357 Words. Plan about 2 minute(s) to read this.
The next chapter I have to do the write-up on is Spanning Tree. Ugh. I already read it, and it was a bit of a beast. Lots of stuff I knew, but spanning-tree is one of those topics that I never quite learned as well as I should have. It was a handy thing to blame from time to time when there’d be a network outage, you know? “Oh, uh…a line went down and spanning-tree converged. That’s why we had the outage.” Which was most of the time bollocks, but if your boss bought and let you go back to figuring out what the heck happened, well then, hey! It’s a line that works even better if all your boss knows about spanning tree is from about 10 years ago – you can cover a lot of network burps with that excuse.
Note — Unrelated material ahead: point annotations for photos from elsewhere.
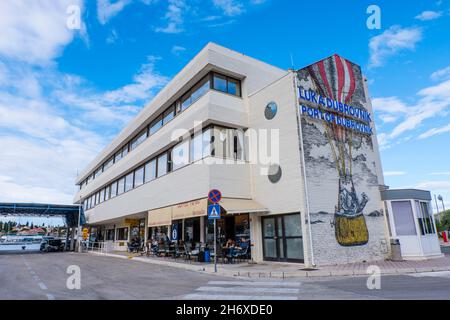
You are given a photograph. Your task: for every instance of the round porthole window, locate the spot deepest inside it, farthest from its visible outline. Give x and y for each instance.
(271, 110)
(274, 173)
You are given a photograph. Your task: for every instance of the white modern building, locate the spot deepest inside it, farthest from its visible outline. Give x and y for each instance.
(294, 154)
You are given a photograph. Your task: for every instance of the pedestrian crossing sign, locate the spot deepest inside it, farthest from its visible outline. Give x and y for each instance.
(214, 211)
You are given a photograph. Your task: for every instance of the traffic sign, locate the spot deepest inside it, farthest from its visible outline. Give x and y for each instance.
(214, 196)
(213, 211)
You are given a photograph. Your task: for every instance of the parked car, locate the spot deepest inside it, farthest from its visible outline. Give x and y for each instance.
(50, 244)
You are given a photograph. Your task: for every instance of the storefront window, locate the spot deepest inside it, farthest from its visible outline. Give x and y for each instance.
(162, 165)
(122, 234)
(180, 155)
(150, 170)
(139, 177)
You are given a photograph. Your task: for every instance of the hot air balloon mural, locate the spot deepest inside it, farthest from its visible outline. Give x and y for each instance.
(334, 78)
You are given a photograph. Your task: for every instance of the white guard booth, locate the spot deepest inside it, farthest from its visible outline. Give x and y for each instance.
(411, 221)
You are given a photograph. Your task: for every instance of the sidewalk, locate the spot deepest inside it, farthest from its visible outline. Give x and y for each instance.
(288, 270)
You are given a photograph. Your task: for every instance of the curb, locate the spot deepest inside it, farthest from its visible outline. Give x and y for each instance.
(273, 274)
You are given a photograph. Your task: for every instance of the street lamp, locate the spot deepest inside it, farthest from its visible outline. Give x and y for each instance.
(442, 200)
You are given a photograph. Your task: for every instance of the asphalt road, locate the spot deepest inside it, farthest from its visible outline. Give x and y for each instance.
(44, 276)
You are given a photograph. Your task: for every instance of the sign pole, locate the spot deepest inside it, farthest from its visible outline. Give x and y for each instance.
(215, 247)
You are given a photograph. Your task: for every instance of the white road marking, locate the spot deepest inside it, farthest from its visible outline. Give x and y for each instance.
(442, 274)
(249, 290)
(42, 285)
(257, 283)
(235, 297)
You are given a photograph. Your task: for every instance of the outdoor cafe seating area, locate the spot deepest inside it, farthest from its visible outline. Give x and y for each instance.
(228, 252)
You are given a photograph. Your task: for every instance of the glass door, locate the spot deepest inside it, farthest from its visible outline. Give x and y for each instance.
(282, 238)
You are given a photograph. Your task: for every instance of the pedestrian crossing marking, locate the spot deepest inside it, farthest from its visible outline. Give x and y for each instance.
(246, 290)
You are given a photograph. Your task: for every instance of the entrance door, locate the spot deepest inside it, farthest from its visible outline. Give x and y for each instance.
(282, 237)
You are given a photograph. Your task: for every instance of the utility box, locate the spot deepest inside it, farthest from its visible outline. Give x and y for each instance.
(396, 251)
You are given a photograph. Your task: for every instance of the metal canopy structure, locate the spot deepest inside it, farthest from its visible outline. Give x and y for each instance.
(69, 212)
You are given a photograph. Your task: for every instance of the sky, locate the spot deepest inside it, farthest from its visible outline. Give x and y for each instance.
(70, 82)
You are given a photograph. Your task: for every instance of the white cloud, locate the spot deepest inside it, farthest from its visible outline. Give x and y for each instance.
(177, 50)
(428, 15)
(435, 131)
(442, 74)
(34, 31)
(392, 41)
(174, 17)
(107, 9)
(230, 7)
(394, 173)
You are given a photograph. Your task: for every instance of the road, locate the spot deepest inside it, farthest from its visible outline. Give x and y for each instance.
(44, 276)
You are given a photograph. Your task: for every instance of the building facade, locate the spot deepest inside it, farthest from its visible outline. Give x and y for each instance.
(294, 154)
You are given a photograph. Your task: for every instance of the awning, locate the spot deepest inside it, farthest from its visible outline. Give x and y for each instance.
(160, 217)
(234, 206)
(196, 208)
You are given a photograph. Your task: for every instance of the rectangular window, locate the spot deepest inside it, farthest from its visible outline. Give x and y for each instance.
(234, 87)
(139, 177)
(169, 114)
(98, 172)
(125, 151)
(118, 155)
(121, 186)
(138, 140)
(162, 164)
(220, 82)
(156, 125)
(227, 84)
(122, 234)
(114, 189)
(150, 170)
(102, 195)
(108, 163)
(200, 89)
(129, 182)
(185, 101)
(403, 218)
(180, 155)
(107, 192)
But in the real world, you have to really know and understand spanning-tree, especially if you’re in a dual-homed environment. ST impacts redundancy, packet forwarding, switch design, load-balancing, etc. It’s a very big deal, and while it’s easy to get ST right, it’s also easy to screw it up. And it’s even easier to overlook some of the new ST features (such RST) and/or extensions that Cisco has provided (the “-fast” stuff).
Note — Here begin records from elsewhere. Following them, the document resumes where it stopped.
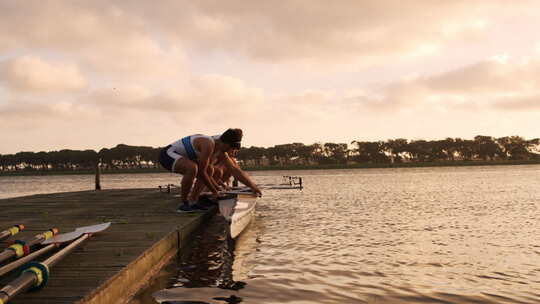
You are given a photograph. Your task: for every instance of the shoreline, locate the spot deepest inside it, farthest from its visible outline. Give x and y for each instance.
(465, 163)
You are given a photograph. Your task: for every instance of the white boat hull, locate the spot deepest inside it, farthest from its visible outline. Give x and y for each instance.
(238, 211)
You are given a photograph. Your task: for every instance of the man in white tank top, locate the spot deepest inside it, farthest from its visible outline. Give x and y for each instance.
(193, 157)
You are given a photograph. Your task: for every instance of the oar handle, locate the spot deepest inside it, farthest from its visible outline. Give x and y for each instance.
(21, 248)
(17, 286)
(11, 266)
(11, 231)
(43, 236)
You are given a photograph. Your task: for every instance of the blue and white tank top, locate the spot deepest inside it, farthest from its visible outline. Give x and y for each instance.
(186, 148)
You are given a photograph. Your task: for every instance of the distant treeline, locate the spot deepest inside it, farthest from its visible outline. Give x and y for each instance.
(484, 148)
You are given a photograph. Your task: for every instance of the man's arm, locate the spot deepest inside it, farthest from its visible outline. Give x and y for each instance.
(206, 149)
(240, 175)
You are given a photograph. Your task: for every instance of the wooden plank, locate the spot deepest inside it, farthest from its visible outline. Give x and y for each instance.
(141, 218)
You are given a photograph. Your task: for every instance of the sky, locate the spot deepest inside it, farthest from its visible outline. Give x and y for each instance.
(94, 74)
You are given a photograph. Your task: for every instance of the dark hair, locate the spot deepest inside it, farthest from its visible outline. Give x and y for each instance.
(232, 137)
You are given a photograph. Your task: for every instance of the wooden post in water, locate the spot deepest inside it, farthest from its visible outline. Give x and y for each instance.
(98, 175)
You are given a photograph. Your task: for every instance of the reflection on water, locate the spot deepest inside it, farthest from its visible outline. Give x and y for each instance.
(439, 235)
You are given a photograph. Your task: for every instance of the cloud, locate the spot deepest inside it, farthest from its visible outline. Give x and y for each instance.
(103, 38)
(121, 35)
(490, 84)
(33, 74)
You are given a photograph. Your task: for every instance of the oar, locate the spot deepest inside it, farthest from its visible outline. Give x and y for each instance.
(36, 275)
(21, 248)
(53, 243)
(11, 232)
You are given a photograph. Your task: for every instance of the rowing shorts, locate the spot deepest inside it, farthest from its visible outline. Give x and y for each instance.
(168, 158)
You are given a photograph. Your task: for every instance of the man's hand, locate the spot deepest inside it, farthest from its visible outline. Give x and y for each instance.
(257, 191)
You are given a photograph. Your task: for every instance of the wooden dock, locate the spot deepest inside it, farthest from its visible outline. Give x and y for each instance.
(113, 265)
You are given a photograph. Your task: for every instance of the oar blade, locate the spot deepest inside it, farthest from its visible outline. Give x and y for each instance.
(63, 238)
(94, 228)
(68, 237)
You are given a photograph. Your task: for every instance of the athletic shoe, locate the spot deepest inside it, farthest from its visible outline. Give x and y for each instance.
(198, 207)
(186, 208)
(206, 201)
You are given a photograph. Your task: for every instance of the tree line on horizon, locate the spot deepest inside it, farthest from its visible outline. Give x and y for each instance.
(400, 150)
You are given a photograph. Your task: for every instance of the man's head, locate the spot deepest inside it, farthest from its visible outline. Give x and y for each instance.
(232, 137)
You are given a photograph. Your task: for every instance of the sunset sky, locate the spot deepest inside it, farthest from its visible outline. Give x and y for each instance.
(93, 74)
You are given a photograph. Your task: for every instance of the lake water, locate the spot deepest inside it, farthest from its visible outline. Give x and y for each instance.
(414, 235)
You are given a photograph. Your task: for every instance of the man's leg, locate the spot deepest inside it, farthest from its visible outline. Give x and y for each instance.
(200, 186)
(188, 169)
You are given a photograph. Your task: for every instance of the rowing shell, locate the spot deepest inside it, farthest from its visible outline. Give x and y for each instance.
(238, 210)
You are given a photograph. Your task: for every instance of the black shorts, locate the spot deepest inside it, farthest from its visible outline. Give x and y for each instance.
(166, 160)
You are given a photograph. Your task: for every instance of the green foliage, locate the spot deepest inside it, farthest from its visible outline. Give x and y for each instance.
(140, 158)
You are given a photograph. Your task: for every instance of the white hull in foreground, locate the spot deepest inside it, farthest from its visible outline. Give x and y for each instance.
(238, 211)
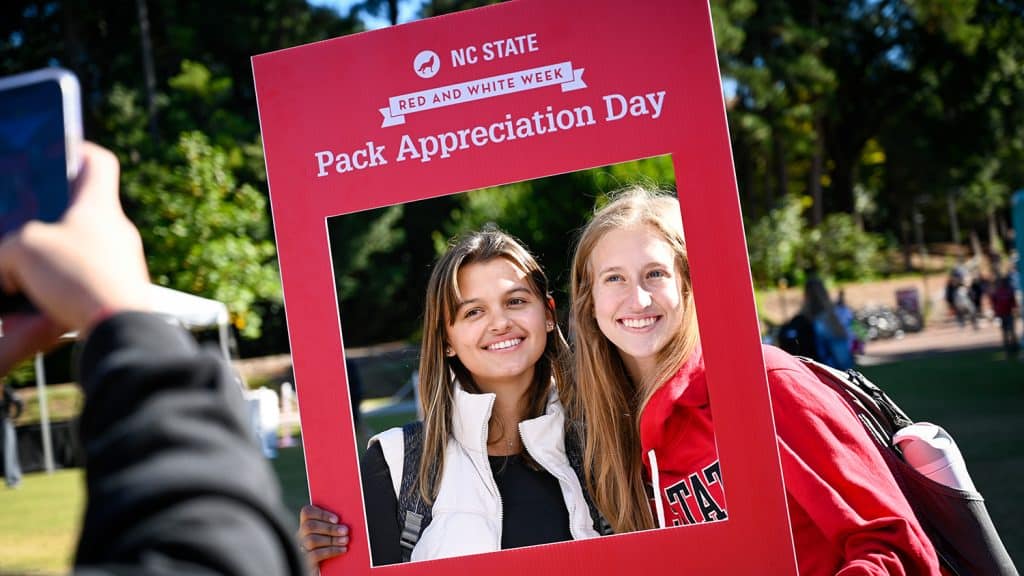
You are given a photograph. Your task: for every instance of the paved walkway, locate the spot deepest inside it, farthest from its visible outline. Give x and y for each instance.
(937, 338)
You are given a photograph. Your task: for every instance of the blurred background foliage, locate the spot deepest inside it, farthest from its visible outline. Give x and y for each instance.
(860, 129)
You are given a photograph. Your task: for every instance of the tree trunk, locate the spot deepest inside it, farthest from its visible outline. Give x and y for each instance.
(906, 246)
(953, 220)
(814, 183)
(147, 69)
(781, 176)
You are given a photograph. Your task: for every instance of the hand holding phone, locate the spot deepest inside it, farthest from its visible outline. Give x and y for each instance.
(40, 137)
(78, 271)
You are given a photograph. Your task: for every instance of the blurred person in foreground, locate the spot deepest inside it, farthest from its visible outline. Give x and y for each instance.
(175, 484)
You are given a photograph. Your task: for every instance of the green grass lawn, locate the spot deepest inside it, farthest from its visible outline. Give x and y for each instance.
(978, 397)
(39, 523)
So, tomorrow I’ll go back through my ST chapter review, and then on Wednesday at least get Chapter 4 started.
Man, this is going to be a long-haul getting through this book doing it this way, but I feel it’s important. There’s 24 chapters in the book, plus appendices. If I keep going like this, I’ll be lucky to get through the book by April. But I’ll have learned a ton of stuff that I didn’t know, and solidified a lot of things I did know. I’m not sure how I’m going to retain it all unless I work a little faster, though. We’ll see. If I review via Boson test questions from time to time, that should help keep the information fresh. There’s just so much here, and the book has very little “fat”. Everything seems relevant and important, 3 chapters in at least.